El primero, llamémosle "El Gurú Desapegado", vivía en una cueva.
Comía raíces con alegría, decía que cobrar por su sabiduría mancharía su aura y que el dinero era la raíz de todo mal. La gente lo visitaba, se hacía selfies con él (porque era exótico) y se conmovía con sus palabras. Pero luego, volvían a casa igual de pelados y cansados, porque el pobre Gurú no tenía ni para una bicicleta, así que sus consejos se quedaban en la cueva.
Total, que ni él ni sus "fans" avanzaban. 🤷♂️
El segundo maestro, el "Sensei con TPV", decidió montar una escuela como Dios manda.
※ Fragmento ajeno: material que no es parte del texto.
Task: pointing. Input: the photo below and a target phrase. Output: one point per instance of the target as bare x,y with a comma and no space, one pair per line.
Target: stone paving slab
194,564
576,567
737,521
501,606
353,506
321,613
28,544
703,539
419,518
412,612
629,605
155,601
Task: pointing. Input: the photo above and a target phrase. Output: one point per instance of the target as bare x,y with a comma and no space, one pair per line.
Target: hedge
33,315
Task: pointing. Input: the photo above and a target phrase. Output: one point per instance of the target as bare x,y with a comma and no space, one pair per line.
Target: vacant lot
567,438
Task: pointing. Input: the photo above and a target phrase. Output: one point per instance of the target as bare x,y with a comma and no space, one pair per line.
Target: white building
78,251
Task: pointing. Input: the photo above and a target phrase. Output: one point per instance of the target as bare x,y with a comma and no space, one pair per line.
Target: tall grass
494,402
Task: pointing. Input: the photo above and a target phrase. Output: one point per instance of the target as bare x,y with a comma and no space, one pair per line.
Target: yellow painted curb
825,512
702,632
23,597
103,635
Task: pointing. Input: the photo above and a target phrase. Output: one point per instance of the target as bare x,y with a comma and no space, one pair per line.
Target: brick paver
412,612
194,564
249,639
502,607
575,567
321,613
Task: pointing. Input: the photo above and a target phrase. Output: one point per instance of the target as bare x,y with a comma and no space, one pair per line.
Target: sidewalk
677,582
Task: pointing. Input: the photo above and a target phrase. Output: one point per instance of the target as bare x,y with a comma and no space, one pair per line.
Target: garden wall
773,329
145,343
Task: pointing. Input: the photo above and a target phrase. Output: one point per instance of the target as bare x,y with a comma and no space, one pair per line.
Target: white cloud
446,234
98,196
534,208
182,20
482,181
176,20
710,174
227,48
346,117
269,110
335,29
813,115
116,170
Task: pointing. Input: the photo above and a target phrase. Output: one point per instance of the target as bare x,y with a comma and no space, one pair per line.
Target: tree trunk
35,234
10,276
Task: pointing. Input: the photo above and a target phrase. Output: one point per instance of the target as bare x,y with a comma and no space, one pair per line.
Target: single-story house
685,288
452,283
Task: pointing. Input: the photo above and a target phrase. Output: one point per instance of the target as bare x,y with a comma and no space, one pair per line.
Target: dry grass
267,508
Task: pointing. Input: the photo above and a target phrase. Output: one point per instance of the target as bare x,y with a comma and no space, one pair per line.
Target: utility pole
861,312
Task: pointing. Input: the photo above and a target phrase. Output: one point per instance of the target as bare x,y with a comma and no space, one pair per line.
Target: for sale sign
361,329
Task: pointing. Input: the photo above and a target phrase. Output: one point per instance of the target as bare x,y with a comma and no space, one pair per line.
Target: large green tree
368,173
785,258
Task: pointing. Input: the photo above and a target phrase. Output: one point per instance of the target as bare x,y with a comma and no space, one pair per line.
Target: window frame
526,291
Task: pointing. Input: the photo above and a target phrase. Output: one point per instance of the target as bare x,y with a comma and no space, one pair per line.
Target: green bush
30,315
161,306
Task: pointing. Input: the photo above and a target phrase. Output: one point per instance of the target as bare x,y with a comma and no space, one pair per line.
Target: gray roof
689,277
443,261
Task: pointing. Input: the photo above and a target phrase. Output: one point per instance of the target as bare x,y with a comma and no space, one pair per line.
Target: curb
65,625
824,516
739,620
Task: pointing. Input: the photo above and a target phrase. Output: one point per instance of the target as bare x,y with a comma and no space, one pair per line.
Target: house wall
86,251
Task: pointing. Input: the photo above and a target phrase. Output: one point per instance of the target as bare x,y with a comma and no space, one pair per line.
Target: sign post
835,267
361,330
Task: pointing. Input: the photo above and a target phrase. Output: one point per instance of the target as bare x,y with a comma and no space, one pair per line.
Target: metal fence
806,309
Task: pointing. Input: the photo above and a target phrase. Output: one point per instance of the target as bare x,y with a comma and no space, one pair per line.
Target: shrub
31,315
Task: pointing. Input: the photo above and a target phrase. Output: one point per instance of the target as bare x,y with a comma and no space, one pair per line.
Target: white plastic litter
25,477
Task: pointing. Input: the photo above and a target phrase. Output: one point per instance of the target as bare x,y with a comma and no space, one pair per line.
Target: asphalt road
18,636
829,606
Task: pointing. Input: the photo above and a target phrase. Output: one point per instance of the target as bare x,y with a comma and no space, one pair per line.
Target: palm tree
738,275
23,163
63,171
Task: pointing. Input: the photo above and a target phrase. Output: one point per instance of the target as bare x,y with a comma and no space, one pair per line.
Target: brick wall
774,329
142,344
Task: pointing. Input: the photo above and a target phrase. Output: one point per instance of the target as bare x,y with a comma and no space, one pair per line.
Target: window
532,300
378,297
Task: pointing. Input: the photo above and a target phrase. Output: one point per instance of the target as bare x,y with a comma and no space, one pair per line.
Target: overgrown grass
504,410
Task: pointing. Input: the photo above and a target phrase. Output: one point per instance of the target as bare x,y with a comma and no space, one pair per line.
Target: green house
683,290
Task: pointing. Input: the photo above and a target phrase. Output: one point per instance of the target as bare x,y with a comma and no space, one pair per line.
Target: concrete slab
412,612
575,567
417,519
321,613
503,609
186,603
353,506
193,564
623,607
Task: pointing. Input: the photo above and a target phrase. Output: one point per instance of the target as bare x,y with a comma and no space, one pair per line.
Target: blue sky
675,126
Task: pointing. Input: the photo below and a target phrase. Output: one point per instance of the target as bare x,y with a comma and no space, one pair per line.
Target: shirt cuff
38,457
Cobraba lo justo, ¿eh? Pero lo justo para tener una escuela impoluta, para que los alumnos no tuvieran que mendigar la comida y para él poder ir a congresos de "Emprendimiento Consciente" sin pedirle prestado a su abuela.
Muchos le llamaban "materialista" y "vendido".
Pero ¿sabéis qué?
Con los beneficios, el Sensei compró las tierras de alrededor para que nadie en el valle pasara hambre y becó a todos los hijos de quienes no podían pagar.
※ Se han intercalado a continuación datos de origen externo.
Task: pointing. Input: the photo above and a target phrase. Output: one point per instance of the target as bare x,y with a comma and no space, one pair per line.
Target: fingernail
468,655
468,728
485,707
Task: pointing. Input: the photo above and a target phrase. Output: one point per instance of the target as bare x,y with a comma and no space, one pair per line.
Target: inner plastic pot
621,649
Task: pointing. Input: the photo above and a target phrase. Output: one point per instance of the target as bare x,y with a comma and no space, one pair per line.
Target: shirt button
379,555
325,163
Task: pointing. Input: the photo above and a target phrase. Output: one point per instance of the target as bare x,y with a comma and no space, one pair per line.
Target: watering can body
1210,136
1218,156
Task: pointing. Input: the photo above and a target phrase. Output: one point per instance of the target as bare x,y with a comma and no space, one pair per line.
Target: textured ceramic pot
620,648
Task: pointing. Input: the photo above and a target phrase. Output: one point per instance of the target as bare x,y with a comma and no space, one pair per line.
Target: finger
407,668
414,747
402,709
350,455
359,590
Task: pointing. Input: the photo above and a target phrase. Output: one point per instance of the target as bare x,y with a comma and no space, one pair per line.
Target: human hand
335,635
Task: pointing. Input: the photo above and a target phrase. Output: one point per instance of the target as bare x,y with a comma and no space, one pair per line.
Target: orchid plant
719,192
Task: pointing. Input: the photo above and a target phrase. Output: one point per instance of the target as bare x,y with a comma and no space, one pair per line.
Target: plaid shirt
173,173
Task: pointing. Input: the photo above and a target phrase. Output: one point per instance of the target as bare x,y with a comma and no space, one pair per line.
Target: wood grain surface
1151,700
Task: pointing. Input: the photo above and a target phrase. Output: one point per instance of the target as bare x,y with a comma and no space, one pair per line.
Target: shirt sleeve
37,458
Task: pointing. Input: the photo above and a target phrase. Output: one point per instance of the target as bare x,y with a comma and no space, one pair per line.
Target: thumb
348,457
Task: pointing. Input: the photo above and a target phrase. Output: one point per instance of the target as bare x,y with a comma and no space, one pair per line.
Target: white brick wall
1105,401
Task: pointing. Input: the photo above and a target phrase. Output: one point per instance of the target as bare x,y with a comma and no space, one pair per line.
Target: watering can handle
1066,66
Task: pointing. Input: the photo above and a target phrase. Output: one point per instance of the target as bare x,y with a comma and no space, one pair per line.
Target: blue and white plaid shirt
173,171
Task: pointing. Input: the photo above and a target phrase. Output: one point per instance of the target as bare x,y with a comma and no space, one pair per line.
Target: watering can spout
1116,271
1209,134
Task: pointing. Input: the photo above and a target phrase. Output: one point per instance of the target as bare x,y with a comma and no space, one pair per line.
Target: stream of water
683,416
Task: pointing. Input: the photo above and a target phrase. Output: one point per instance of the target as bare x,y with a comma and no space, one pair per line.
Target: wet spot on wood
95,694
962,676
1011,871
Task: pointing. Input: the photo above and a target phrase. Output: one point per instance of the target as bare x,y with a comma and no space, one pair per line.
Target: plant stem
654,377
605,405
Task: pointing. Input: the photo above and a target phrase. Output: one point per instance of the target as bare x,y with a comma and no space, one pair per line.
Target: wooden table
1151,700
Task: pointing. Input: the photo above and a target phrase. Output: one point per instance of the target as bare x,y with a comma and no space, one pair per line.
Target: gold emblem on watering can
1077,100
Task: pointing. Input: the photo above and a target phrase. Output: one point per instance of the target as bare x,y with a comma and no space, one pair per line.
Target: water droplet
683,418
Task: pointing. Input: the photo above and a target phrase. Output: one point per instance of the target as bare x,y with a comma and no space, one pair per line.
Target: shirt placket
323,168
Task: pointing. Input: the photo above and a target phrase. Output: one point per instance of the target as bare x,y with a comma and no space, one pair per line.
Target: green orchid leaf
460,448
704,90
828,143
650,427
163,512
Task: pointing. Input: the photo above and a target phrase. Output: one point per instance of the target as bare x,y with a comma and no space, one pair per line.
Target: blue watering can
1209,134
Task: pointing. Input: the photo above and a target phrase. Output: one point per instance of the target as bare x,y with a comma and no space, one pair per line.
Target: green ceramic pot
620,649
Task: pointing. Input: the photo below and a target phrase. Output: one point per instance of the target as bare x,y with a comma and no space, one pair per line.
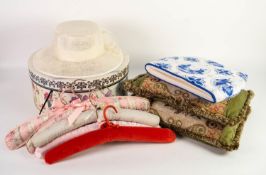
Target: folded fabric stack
67,129
195,97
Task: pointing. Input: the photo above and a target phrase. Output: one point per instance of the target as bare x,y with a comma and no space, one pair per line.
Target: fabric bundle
51,134
188,113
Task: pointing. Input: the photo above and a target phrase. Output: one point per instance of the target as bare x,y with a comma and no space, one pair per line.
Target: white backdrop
232,32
¡Hasta puso un Wi-Fi de alta velocidad en el pueblo! 📡
Pero entonces, llegó un invierno tan fuerte que las frases motivadoras no servían para calentar la sopa.
El Gurú Desapegado, sin recursos ni un duro en el bolsillo, tuvo que cerrar la cueva.
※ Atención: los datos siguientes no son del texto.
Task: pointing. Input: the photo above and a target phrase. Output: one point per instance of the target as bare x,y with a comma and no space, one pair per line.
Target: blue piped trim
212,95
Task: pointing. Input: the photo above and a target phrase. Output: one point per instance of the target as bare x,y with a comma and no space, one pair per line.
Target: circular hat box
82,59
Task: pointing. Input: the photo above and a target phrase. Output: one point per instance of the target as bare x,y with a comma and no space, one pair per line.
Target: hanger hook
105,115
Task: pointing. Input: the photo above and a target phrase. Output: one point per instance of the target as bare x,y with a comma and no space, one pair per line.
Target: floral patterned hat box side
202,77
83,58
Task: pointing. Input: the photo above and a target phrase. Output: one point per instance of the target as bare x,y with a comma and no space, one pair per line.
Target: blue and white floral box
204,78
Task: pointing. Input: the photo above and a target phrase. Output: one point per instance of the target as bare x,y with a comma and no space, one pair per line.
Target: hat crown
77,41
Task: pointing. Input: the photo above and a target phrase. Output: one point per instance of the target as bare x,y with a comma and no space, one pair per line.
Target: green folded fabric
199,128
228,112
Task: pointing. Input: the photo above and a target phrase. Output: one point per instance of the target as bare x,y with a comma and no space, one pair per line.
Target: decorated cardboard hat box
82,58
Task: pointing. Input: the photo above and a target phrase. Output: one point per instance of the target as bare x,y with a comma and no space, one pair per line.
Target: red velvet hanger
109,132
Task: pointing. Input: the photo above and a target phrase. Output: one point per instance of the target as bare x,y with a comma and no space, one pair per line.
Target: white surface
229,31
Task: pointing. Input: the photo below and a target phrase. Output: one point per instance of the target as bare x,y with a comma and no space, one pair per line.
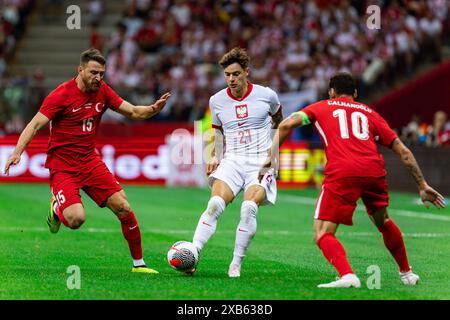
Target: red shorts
337,199
98,183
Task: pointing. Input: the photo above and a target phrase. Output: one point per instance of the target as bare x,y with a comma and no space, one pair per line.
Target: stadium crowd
436,134
294,45
162,45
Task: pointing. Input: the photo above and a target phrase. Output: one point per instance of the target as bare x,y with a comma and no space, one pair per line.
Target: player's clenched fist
159,105
212,166
12,161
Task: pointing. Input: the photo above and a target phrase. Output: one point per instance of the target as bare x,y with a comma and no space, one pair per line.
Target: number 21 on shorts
60,198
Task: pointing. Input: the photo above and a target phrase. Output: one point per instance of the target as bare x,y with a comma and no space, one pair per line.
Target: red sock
61,216
132,233
334,252
393,240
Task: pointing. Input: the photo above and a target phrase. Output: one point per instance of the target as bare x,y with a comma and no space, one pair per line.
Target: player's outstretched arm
38,122
296,119
143,112
427,193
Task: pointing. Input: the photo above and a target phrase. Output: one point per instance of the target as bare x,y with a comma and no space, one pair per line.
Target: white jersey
246,122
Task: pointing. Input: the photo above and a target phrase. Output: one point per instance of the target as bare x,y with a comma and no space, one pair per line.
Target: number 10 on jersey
359,123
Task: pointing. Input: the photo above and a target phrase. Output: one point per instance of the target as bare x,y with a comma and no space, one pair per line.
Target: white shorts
240,176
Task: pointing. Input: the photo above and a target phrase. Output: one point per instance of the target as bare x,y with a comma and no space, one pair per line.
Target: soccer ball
182,256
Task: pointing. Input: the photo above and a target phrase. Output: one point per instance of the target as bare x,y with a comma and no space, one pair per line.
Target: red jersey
349,131
75,116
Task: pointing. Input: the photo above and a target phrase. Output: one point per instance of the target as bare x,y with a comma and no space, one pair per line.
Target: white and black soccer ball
182,256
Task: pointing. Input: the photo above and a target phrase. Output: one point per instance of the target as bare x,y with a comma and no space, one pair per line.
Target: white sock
208,222
138,262
245,231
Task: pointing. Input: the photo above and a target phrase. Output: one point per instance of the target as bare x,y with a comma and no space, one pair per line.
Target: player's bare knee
75,221
216,205
122,208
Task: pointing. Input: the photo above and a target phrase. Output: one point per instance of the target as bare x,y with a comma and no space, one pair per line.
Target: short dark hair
343,83
92,54
235,55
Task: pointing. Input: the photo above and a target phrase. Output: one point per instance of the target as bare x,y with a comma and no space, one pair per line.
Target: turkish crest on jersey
241,111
¡Hasta le caducaron las raíces!
Tuvo que pedir ayuda para no congelarse.
En cambio, el Sensei con TPV, con su abundancia consciente, mantuvo la escuela calentita, dio empleo a medio valle y pudo extender cheques para reconstruir las casas que se cayeron por la nieve.
Moraleja para Emprendedores Conscientes (y los que aspiran a serlo):
La intención sin recursos es como un mensaje de WhatsApp sin cobertura: muy bonito, pero no llega a nadie.
El dinero en manos de un Emprendedor Consciente no te hace menos espiritual; te convierte en un megáfono gigante de la compasión, ¡y uno que puede pagar sus propias facturas! 🎤💸
¿Qué te parece? ¡Espero que arranque unas buenas risas y muchas reflexiones!